Introduction: Hyponatremia (serum sodium<135 mMol/L) is the commonest electrolyte imbalance encountered in clinical practice. It is associated with multiple poor clinical outcomes including increased mortality, longer hospital stay, falls and fractures. Prevalence is higher in frail patient groups, and elderly patients with fragility fractures (EPFF) are particularly susceptible. Euvolemic hyponatremia due to syndrome of inappropriate anti-diuretic hormone (SIADH) is widely assumed to be the commonest cause. However, little is known about the epidemiology and etiology of hyponatremia in EPFF. This study established prevalence, incidence and etiology of hyponatremia in EPFF.

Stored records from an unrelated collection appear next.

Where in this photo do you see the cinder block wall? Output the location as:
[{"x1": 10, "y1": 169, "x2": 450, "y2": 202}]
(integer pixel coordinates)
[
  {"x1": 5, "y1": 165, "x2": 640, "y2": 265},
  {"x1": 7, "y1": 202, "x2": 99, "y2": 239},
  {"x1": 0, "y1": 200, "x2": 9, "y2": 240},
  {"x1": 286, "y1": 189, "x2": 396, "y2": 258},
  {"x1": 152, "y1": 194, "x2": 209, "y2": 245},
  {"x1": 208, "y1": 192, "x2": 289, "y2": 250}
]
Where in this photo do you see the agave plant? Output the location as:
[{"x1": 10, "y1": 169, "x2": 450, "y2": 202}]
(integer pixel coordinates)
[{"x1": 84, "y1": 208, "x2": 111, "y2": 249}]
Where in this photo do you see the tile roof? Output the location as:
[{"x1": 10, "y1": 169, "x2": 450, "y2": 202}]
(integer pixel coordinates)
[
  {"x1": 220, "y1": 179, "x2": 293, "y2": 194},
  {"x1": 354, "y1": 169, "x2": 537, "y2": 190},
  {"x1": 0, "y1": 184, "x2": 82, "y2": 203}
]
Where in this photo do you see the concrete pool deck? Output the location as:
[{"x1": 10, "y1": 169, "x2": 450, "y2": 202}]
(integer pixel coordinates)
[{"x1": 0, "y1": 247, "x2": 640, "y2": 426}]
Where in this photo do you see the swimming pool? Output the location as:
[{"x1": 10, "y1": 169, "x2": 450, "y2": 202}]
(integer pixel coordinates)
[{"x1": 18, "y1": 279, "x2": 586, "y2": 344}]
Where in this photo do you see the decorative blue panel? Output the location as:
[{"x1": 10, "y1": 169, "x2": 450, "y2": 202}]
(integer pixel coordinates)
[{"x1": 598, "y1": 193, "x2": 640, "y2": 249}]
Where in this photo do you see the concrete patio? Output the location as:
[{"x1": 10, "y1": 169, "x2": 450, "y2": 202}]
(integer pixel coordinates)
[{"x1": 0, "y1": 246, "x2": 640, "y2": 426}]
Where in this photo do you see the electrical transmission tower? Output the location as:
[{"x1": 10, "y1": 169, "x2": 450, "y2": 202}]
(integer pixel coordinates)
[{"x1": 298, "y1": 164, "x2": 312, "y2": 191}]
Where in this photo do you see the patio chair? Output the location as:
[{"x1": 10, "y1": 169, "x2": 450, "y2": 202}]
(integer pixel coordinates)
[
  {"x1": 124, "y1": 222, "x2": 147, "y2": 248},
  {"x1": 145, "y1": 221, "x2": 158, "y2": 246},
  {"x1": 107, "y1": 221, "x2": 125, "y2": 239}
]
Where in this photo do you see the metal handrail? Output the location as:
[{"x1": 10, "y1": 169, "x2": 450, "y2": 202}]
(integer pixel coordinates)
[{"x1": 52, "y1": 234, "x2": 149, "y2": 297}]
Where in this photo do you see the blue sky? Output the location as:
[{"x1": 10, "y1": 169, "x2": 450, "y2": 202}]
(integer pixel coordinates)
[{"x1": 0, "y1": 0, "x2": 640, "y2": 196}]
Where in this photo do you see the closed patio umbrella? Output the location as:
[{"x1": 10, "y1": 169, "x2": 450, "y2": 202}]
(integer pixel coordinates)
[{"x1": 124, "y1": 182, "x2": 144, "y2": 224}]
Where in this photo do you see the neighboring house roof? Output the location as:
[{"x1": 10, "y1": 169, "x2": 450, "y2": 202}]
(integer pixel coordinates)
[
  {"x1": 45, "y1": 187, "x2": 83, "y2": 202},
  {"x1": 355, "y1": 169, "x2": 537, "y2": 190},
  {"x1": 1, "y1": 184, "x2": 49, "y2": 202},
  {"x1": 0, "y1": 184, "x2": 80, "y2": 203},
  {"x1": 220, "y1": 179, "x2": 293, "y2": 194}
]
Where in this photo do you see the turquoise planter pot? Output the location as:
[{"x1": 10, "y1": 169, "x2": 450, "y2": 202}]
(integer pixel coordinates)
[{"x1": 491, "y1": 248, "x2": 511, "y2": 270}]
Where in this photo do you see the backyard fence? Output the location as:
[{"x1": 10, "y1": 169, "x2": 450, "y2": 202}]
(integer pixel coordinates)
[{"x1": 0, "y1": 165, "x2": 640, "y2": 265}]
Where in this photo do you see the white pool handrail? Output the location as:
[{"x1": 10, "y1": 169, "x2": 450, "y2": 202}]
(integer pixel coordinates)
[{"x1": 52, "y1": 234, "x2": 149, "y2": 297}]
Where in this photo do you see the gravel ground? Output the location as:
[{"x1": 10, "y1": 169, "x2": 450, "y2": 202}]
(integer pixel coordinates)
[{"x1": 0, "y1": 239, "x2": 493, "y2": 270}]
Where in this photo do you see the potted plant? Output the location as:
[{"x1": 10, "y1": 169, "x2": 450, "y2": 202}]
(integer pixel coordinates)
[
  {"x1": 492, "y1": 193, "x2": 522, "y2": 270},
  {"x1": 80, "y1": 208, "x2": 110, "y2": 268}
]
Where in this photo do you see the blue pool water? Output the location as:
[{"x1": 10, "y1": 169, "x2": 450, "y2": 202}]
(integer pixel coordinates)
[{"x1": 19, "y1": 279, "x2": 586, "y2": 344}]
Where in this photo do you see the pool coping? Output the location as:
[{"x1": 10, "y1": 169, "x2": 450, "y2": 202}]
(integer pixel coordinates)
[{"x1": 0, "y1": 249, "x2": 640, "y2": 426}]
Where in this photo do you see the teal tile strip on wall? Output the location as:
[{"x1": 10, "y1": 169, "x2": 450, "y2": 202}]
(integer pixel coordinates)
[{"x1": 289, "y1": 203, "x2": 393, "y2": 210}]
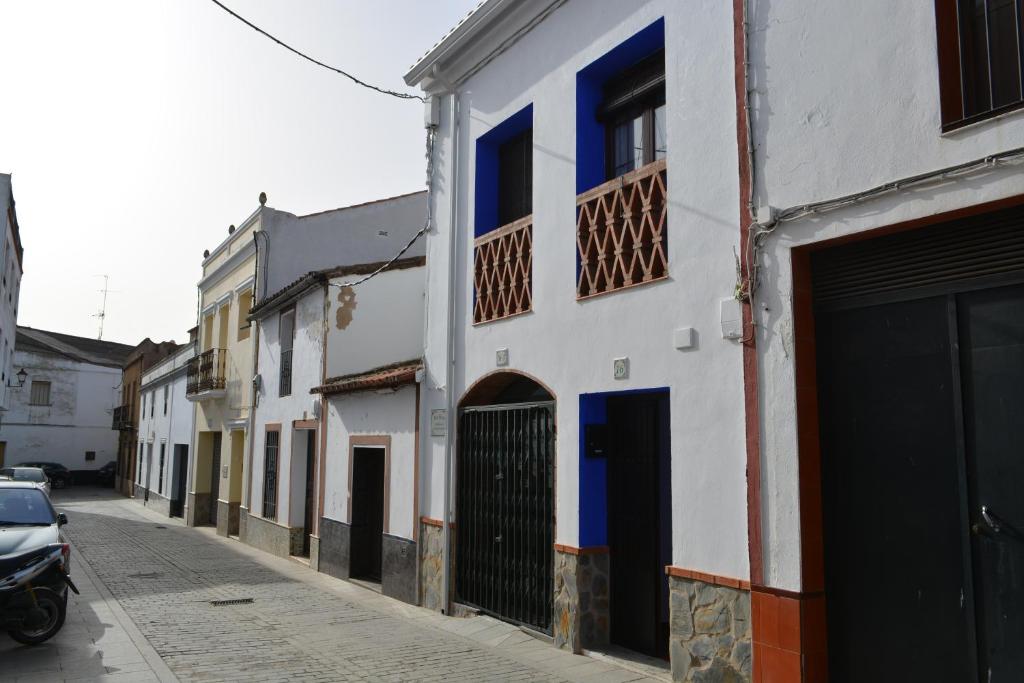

Methods: Prospective observational study of consenting adults aged ≥65 years admitted with a fragility fracture to a university hospital between 7th January and 4th April 2013. Prevalence of hyponatremia on admission and incidence of cases developing in hospital were reported. Etiology of cases of hyponatremia was determined by consensus of an expert panel using pre-specified data collected daily.
Results: 127/212 (60%) EPFF were recruited (mean age 79 yrs, 78% female). Two participants withdrew mid-study. Of those not recruited, 66 had incapacity to consent and 19 refused participation. Point prevalence of hyponatremia on admission was 13.4% and a further 12.6% developed hyponatremia during admission. Hypovolemic hyponatremia was predominant (70%). 73% of cases were multi-factorial in etiology. The commonest potentially causative factors in cases of hyponatremia were thiazide diuretics (76%), dehydration (70%), proton pump inhibitors (70%), SIADH (27%) and mirtazapine (15%).
Conclusion: Hyponatremia is highly prevalent in EPFF, seen in 26% of cases. Dehydration and prescription of thiazide diuretics and proton pump inhibitors were the commonest potentially causative factors, not SIADH.